Having programmed Motorola assebler, it confuses me a bit that the distinguishing of immediate mode and absolute (direct, displacement only) mode does not depend on operators, but on the context, as far as I understand.
So,
mov ax,10 ;is always immediate
but
mov ax,<symbol> ;depends on how <symbol> is declared
Not so?
Now, I found the following code in masm32\tutorial\console\demo7\complex.asm:
.data
; --------------------------
; initialise 10 DWORD values
; --------------------------
itm0 dd 0
(8 lines removed)
itm9 dd 9
; ---------------------------------
; put their addresses into an array
; ---------------------------------
array dd itm0,itm1,itm2,itm3,itm4
dd itm5,itm6,itm7,itm8,itm9
(several lines removed)
mov ebx, array ; put BASE ADDRESS of array in EBX
My question is, WHAT does ebx contain at this point - the address to "array" (the value of that label) as the comment insinuates, or the contents at that address, which would be the address to "itm0"? Does it depend on how and where the label whas declared, or is it possible to distinguish by means of an operator or keyword, such as "offset"? Would the "offset" keyword make any difference in this case?

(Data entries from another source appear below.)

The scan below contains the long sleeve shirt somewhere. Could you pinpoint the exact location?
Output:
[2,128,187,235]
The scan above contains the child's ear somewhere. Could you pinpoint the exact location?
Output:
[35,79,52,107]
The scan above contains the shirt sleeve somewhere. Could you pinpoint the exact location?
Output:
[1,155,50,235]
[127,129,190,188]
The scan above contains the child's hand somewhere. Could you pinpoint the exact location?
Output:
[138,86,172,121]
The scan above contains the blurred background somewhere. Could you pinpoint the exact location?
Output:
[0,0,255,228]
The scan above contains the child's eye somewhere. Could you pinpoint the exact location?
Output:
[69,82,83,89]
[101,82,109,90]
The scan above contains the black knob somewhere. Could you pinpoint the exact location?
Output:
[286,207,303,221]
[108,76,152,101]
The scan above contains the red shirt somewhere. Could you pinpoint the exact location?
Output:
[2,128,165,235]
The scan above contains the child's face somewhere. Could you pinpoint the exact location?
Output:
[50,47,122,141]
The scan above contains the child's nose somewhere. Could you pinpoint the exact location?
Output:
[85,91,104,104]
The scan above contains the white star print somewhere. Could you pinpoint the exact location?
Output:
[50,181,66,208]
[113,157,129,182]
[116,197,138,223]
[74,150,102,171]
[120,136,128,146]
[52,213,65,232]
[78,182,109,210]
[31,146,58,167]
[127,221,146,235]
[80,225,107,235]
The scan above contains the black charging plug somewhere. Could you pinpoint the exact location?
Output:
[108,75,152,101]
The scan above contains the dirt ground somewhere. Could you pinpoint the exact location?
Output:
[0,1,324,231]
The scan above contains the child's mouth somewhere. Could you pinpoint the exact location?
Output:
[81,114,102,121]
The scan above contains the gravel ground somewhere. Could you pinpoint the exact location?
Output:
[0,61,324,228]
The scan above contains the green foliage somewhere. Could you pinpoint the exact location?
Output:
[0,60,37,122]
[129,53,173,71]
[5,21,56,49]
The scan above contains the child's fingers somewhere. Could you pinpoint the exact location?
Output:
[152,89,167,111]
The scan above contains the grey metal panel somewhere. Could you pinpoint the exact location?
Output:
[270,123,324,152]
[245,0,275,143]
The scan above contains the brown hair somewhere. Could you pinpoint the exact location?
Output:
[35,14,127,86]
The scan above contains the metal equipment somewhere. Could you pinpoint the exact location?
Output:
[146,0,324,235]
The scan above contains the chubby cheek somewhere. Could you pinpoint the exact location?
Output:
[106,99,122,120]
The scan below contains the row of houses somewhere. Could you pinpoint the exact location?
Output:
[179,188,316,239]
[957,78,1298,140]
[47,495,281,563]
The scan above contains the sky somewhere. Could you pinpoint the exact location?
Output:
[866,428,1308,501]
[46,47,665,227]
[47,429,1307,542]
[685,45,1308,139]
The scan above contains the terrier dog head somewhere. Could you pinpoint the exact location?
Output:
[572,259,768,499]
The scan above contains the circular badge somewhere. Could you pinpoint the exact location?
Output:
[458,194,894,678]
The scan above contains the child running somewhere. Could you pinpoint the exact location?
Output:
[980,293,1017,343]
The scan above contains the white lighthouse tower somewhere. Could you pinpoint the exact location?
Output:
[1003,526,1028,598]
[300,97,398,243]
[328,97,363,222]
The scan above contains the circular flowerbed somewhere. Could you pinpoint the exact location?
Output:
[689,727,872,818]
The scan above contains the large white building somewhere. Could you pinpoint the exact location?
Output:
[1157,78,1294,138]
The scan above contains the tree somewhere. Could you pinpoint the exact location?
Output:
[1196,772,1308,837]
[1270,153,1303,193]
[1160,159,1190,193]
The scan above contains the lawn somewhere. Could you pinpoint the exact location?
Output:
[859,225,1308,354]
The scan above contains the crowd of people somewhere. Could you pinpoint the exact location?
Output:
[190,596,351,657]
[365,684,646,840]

Ok, I suppose you will have to be patient with me, because I'm a very theoretical person, not the "trial and error" kind of programmer, so I didn't even bother testing the program and try to determine by its output. :snooty: (Unless I can expect that a program will behave according to my intentions, I see no point in assembling it at all... But hey, that's just me! :toothy)
"mov ebx,array" is treated as "mov ebx,DWORD PTR [array]" in every case (that I can think of at this very moment :P)
"mov ebx,OFFSET array" then it will give you address of the symbol 'array'
I would generally choose to be explicit where it's not obvious, but obviously you need to know the difference for reading others' code.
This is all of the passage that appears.